On Wed, Jun 08, 2011 at 05:51:41PM -0400, Nick Mathewson wrote:
I'm a little worried about the robustness issue: currently, if an exit node refuses a BEGIN request (because of its exit policy typically) the Tor client will retry at another exit node. But if optimistic data is in use, it seems that the client's initial data will be lost, unless the client keeps a copy around to send to other exits as required.
That's a good point. Perhaps the latter is the right thing to do? That would be sort of a combination of what we do now and the above proposal: buffer the data (as we do now), but also send it (as the proposal). When you eventually receive the CONNECTED, flush anything in the buffer you've already sent. If you eventually receive END instead of CONNECTED, try another circuit, using the buffered data?

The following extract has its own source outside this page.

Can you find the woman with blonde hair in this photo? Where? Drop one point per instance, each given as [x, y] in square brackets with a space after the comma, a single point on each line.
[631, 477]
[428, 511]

Maybe! It seems plausible to me, though we should definitely ponder the security/performance implications.
Indeed. They don't seem bad at first glance, at least.
All I'm saying here, though, is that I'm wondering how hard the change will be to actually make. Most socks client code tends to get isolated in an application's network layer as a replacement for "connect", so unless the application is already set up to do "connect, send send send" rather than "connect, wait for connect, send send send", the application modifications will be tricky.
Right. So it turns out this is a case where using an HTTP proxy makes things easier. Hasn't some Tor person been fiddling with Firefox code? Maybe even Firefox SOCKS code?
As an alternative, the socks proxy (Tor) could be told to say "connected" immediately, so that the app starts sending. I don't know how badly this would break browsers, though. Probably not a good idea.
You also lose the ability to tell the SOCKS client if the connection ended up failing.